On Tuesday, the Universe API (and by extension our platform generally) experienced a period of severely degraded performance. This period lasted 73 minutes, starting at 9:07 UTC and ending at 10:20 UTC. Additionally, we experienced a second period of degraded performance at 14:10 UTC through 14:15 UTC.
I am reaching out to apologize.
Universe knows how important service reliability is to your business. We work hard to maintain an industry-leading level of reliability, and today we failed in that core mission. The analysis below represents the preliminary results of our investigation into this incident. We will invest in the appropriate process and infrastructure remediations to prevent this issue from recurring, and to accelerate our time-to-resolution in the future. Over the trailing 12 months, we have maintained an uptime of 99.95% on our core API, and we will seek to earn back this reputation.
Joshua Kelly - Universe CTO
9:07 UTC - A latency alarm is triggered on the core API
9:30 UTC - Incident response management begins with our operations team
9:35 UTC - The first course of action for our incident response is to allocate additional server resources in AWS (in our core API autoscaling group). At the time, it was believed that increased demand due to an onsale concurrent with this event was the origin of the issue.

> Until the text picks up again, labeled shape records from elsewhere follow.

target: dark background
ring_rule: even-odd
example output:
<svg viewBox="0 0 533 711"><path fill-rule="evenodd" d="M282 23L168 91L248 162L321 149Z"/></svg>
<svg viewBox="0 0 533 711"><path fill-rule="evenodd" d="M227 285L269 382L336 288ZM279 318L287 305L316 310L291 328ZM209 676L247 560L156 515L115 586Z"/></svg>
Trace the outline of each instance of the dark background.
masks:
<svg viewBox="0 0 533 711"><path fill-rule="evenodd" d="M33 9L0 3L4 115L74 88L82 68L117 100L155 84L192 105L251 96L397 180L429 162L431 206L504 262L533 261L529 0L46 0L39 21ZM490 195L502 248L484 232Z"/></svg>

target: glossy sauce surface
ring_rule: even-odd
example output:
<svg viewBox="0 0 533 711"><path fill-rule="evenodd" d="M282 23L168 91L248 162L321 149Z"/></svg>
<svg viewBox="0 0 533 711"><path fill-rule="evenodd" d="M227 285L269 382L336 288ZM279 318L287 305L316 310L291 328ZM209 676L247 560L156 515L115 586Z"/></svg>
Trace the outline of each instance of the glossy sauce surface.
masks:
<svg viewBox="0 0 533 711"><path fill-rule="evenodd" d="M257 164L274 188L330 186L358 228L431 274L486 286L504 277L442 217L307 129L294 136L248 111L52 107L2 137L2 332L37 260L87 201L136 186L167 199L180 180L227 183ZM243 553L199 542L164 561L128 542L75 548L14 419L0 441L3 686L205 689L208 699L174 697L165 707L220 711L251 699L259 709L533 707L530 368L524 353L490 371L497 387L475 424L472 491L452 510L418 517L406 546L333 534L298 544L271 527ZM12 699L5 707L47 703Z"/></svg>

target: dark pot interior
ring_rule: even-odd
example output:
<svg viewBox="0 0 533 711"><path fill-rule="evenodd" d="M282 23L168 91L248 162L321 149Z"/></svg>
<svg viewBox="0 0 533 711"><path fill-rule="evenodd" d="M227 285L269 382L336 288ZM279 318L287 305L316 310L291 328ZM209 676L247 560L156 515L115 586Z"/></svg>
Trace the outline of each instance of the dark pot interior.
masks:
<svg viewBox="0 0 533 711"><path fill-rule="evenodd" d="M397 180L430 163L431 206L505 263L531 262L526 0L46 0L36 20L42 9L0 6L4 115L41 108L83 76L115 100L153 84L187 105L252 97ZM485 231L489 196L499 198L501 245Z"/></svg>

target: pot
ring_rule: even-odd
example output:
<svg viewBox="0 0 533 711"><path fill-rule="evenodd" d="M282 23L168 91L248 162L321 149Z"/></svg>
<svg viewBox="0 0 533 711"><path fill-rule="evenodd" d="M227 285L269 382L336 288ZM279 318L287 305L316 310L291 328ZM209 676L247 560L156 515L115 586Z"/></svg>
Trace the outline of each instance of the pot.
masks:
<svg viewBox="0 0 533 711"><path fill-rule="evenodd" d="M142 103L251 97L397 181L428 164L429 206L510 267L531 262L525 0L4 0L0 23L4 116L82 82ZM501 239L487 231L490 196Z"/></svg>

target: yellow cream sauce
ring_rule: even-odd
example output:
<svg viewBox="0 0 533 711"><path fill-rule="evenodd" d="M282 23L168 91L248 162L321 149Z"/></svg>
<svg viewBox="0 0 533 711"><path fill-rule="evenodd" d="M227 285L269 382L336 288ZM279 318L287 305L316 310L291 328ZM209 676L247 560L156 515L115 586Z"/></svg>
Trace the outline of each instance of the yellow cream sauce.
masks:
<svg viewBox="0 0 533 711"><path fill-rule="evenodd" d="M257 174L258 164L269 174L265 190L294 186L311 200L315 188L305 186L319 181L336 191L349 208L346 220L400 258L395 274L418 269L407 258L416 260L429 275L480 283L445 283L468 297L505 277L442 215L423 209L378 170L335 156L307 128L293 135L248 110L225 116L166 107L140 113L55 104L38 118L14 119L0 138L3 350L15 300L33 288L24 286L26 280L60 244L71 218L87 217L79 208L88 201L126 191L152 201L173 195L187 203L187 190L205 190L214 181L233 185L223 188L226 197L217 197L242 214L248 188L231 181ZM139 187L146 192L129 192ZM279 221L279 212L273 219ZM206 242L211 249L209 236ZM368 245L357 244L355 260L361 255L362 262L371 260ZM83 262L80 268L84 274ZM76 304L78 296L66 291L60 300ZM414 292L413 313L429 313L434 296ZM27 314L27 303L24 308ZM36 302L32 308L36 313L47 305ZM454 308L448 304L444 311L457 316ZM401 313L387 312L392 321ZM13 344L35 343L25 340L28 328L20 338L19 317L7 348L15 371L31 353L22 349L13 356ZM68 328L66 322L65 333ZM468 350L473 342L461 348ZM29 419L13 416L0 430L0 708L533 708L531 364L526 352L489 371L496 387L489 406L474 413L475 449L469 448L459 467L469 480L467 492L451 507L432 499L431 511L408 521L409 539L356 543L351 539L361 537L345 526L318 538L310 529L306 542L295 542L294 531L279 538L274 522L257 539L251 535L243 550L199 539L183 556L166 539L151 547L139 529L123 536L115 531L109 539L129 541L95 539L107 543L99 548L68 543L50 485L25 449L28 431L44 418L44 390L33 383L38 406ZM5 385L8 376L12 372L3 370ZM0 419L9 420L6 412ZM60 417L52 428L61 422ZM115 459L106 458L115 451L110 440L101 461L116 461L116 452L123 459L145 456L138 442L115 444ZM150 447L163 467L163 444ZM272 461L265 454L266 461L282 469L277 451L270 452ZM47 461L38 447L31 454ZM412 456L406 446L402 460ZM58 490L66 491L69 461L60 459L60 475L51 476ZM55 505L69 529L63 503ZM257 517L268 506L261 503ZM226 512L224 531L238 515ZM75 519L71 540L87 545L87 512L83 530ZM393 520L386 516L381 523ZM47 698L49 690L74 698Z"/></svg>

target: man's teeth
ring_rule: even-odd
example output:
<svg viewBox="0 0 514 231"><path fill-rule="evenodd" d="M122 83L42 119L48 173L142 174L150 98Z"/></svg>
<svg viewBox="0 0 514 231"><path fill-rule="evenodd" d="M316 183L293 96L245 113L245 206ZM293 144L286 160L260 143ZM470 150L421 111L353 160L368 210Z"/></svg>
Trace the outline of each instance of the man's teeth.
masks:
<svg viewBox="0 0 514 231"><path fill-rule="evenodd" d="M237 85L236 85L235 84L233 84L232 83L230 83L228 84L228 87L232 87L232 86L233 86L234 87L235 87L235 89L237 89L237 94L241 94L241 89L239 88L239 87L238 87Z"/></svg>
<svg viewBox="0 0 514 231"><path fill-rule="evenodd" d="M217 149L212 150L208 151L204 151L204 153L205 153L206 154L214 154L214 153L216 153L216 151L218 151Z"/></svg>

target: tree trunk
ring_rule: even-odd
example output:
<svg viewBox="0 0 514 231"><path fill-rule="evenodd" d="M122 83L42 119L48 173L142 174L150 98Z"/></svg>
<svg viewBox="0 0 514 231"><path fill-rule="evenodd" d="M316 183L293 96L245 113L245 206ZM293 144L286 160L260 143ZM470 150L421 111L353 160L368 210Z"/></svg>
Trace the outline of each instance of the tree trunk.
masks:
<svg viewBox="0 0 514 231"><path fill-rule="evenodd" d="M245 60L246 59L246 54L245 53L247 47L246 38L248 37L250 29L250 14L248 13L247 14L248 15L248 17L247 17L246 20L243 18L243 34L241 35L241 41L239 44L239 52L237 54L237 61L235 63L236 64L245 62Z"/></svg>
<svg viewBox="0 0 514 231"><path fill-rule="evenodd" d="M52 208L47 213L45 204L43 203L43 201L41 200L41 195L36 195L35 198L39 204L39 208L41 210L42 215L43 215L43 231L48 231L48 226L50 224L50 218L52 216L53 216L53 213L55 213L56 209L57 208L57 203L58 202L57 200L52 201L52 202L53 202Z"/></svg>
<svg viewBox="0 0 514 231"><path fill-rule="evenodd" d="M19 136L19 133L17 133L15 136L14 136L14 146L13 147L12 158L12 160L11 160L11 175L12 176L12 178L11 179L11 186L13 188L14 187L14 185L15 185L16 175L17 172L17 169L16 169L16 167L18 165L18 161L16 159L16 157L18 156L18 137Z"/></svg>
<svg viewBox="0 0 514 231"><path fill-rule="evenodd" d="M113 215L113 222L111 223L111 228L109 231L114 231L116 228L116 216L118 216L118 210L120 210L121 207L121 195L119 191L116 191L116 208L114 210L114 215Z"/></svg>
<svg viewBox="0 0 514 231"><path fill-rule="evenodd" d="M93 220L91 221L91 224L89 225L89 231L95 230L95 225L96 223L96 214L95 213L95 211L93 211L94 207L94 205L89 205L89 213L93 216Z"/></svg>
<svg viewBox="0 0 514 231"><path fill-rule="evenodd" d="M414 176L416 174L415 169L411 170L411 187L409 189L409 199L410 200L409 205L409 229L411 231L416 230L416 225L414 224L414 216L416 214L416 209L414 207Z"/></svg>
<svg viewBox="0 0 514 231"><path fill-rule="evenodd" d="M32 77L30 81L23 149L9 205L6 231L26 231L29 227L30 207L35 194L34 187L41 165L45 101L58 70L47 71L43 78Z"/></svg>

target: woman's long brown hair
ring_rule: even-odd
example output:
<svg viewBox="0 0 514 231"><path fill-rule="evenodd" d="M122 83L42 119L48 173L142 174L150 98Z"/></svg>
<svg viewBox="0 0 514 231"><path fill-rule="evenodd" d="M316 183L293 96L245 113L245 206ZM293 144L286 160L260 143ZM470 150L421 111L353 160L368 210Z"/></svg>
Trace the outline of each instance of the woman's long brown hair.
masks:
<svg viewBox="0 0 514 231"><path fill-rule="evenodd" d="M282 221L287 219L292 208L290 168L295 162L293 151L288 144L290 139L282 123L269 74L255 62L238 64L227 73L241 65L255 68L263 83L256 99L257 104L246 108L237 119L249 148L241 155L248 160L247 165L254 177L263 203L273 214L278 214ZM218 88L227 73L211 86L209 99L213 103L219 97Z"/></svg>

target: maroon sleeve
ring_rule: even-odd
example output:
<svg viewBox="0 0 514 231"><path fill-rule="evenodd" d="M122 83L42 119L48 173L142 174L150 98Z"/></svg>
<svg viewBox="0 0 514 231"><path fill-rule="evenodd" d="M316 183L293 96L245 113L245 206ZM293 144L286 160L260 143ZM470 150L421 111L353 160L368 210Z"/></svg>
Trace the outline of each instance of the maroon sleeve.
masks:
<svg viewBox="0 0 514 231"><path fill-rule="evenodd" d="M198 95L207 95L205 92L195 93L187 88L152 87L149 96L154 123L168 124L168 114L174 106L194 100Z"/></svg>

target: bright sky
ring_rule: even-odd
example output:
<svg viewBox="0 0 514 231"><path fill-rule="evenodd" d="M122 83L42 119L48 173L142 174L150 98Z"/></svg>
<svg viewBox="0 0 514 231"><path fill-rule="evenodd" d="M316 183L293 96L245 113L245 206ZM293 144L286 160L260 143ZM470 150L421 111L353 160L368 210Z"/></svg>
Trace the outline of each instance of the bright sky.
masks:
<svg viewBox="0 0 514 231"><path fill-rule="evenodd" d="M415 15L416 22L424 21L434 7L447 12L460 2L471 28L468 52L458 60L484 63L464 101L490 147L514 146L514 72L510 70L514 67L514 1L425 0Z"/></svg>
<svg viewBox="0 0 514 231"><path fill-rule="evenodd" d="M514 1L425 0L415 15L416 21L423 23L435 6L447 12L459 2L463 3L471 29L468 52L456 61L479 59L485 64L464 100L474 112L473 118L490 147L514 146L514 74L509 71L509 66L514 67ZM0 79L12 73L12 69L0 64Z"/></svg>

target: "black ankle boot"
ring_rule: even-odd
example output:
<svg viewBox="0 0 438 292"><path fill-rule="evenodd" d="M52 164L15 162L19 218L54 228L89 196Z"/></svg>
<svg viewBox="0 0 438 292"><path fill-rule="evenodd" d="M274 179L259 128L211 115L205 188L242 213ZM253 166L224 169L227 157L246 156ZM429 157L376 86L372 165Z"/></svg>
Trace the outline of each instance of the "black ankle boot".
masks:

9:36 UTC - Global checkout queue for Universe is paused, to observe effects of increased server resources.
9:40 UTC - Latency decreases, incident operations team believes the issue has been addressed. Queue is re-enabled at a slower inflow.
9:45 UTC - After 5 minutes, high latency is once again observed on the platform. Queue is once again paused. Further investigation begins.
10:06 UTC - By this time, the operations incident team identifies that the source of high latency is not, in fact, service demand but specifically slow query performance in the database managing user Sessions. This database manages both user Sessions and user reporting needs. Disruptions caused to Sessions access by expensive reporting queries are particularly disruptive to the platform, because Session access is required to resolve any and all API queries requiring user authentication. These API queries constitute the bulk of our “operational” activities. The operations incident team escalates the issue to the core development team in the Eastern Standard Timezone.
10:20 UTC - After consulting with the core development team, it is decided to perform a restart of the Sessions database. At this time, the issue is deemed resolved and the queue is re-enabled. Latency falls within normal ranges and the queue is re-enabled successfully. Sales continue.
14:10 UTC - A new latency alarm is triggered, and the incident operations team immediately responds. It is quickly determined to be similar in nature to the incident resolved at 10:20. A separate status is opened for this issue.
14:15 UTC - The incident operations team completes a second reboot of the Sessions database, and latency again falls within normal ranges.
15:17 UTC - The core development team releases a change to the reporting service, de-duplicating a particularly expense query believed to be the root cause of instability in the Sessions service, believed to prevent the recurrence of the issue.